Monday, January 21, 2019

Betrayed by Rita Hayworth? Or Hollywood? (A Film Review, of Sorts)

While I’ve always enjoyed movies, it’s not an obsession so that, on occasion, something comes to my attention that I hadn’t noticed (or only barely knew of) before. That was the case on Saturday night, when our local PBS station showed director Charles Vidor’s Gilda, the film that made Rita Hayworth a star.
Filmed in late 1945 and released in 1946, Gilda is a noirish drama that aroused my interest because its ostensible setting is Buenos Aires, where small-time gambler Johnny Farrell (Glenn Ford) becomes the right-hand man of corrupt casino owner Ballin Mundson (George Macready), newly married to the stunning Gilda (Hayworth) who—unbeknownst to Mundson—has an ambivalent history with his new employee.
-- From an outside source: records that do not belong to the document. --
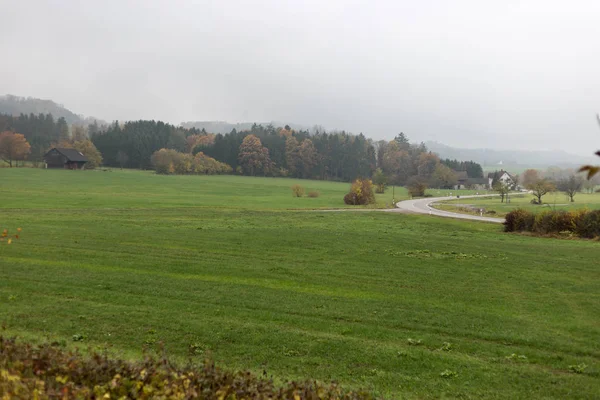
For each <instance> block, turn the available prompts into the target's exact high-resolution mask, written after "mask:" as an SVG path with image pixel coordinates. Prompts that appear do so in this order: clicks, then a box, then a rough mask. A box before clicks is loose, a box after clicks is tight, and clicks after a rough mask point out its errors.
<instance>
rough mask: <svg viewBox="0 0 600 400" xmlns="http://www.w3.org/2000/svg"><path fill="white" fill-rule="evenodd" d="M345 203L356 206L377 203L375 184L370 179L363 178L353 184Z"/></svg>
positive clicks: (344, 200)
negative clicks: (375, 198)
mask: <svg viewBox="0 0 600 400" xmlns="http://www.w3.org/2000/svg"><path fill="white" fill-rule="evenodd" d="M344 203H346V204H350V205H354V206H356V205H366V204H373V203H375V193H374V192H373V182H371V180H370V179H361V178H358V179H357V180H355V181H354V182H352V186H350V192H349V193H348V194H346V195H345V196H344Z"/></svg>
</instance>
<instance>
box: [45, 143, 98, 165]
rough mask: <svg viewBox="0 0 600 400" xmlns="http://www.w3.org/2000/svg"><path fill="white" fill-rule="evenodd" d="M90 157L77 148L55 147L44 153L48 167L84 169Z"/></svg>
mask: <svg viewBox="0 0 600 400" xmlns="http://www.w3.org/2000/svg"><path fill="white" fill-rule="evenodd" d="M88 161H89V160H88V158H87V157H86V156H84V155H83V153H81V152H80V151H78V150H76V149H67V148H58V147H54V148H52V149H51V150H50V151H48V152H47V153H46V154H44V162H45V163H46V168H64V169H83V168H84V167H85V164H86V163H87V162H88Z"/></svg>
Palermo's Hipódromo offers casino slots today, but probably not in the 1940s.
I won’t comment further on the plot, because I want to focus on the movie’s presentation of Argentina and its capital. In the first instance, it’s worth noting that, when Mundson first invites Farrell to his casino, he provides him a “key” because casinos were not legal in the city. This rings true because that’s still the case—there are casinos in the provincial suburbs, but not in the capital except for the floating Casino Buenos Aires (two vessels docked at Puerto Madero) and some slot machines in the Hipódromo Argentino de Palermo, where betting on horse races is legal (I doubt that the Hipódromo had slots in 1945). Other than that, there are only a few bingo parlors.
As the Hotel Centenario, the Palacio Vera was an ostensible location in Gilda (photo by Julieta Sol Narganes, Creative Commons)
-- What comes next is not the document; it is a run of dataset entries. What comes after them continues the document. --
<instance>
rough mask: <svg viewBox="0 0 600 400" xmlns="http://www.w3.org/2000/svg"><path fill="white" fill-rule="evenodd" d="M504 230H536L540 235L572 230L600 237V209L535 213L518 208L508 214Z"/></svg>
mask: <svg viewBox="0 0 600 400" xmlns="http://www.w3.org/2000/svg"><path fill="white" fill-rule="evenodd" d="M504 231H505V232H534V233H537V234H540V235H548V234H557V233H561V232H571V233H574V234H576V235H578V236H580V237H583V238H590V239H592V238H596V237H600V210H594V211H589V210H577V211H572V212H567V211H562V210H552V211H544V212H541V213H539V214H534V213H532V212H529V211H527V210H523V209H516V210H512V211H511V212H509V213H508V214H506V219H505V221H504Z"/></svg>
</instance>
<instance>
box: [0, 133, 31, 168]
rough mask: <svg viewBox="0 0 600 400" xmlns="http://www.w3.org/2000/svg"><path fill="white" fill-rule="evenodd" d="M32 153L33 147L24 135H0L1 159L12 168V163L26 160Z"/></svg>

Most of the film’s action takes place in building interiors—there’s a brief soundtrack moment of tango and a nod to Carnaval—with almost nothing to suggest the streetscapes of Argentina’s capital (so far as I can tell, the entire film was shot in Hollywood in just three months). One ostensible location is the Hotel Centenario, which then occupied the Palacio Vera, an Art Nouveau structure on the central Avenida de Mayo that dates from 1910. Again, though, the movie does not even offer an image of the building's exterior.

Though the Brooklyn-born Hayworth herself was a Hispanic woman (her father was a Spaniard), she does not play one in this movie. At one point she flees to Montevideo, across the river, but again the only scenes of Uruguay’s capital are interiors.
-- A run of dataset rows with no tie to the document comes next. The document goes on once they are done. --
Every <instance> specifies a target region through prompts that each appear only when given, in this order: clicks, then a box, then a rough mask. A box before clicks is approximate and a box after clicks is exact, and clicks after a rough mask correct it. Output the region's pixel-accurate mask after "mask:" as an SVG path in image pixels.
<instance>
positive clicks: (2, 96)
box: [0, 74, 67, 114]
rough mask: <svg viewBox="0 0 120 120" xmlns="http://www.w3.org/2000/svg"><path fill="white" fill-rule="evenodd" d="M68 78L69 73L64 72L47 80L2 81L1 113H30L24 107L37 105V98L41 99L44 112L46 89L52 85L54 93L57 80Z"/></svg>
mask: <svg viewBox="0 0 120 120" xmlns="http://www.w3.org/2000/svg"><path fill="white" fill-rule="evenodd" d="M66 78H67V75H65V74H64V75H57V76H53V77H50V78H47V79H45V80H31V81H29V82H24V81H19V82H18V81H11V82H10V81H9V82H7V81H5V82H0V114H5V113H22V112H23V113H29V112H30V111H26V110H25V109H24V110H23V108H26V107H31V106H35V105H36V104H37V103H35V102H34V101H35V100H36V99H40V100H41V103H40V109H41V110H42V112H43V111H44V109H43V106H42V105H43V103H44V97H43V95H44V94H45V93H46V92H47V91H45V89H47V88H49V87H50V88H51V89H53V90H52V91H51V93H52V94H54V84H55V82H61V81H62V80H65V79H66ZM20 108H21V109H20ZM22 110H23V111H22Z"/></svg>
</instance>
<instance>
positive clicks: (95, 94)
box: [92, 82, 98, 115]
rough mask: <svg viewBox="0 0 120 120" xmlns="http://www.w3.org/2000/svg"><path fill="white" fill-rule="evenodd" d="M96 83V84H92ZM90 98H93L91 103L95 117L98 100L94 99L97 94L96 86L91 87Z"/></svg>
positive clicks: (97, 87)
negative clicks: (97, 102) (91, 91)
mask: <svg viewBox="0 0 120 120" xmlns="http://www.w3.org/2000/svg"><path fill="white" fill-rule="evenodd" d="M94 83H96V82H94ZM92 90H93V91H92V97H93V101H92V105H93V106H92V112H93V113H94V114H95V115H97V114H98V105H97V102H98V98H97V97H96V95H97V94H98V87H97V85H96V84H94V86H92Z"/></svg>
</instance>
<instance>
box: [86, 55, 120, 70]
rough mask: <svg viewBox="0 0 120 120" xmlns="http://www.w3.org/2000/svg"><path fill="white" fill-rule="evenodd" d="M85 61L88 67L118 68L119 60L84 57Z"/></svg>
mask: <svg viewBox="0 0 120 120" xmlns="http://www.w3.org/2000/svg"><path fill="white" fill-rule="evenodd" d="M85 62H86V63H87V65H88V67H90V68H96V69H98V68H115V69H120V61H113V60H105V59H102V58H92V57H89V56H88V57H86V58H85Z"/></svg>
Argentina Brunetti was one of two Argentines with bit parts in Gilda.
The Hungarian-born Vidor introduces the theme of Argentina’s World War II dark side in the person of two German mining cartel members who frequent the casino. The ostensible Argentines are few, including a police detective played by the Maltese actor Joseph Calleia and another policeman played by Manhattan-born Gerald Mohr, and a washroom attendant played by the Ukrainian Steven Geray. Two Argentines play bit parts: the Buenos Aires-born Argentina Brunetti, who appeared in many Hollywood movies in the 1950s and 1960s, and Jack del Río, best known as the fourth husband of pop singer Peggy Lee.
The late Argentine novelist was a movie geek.
That’s not to dismiss Gilda as a film, but I suspect it could have been even better had it been filmed on location (a remake might be interesting). Who knows, could that be one reason that the late Manuel Puig titled his first novel Betrayed by Rita Hayworth?

Gilda is available on several streaming services.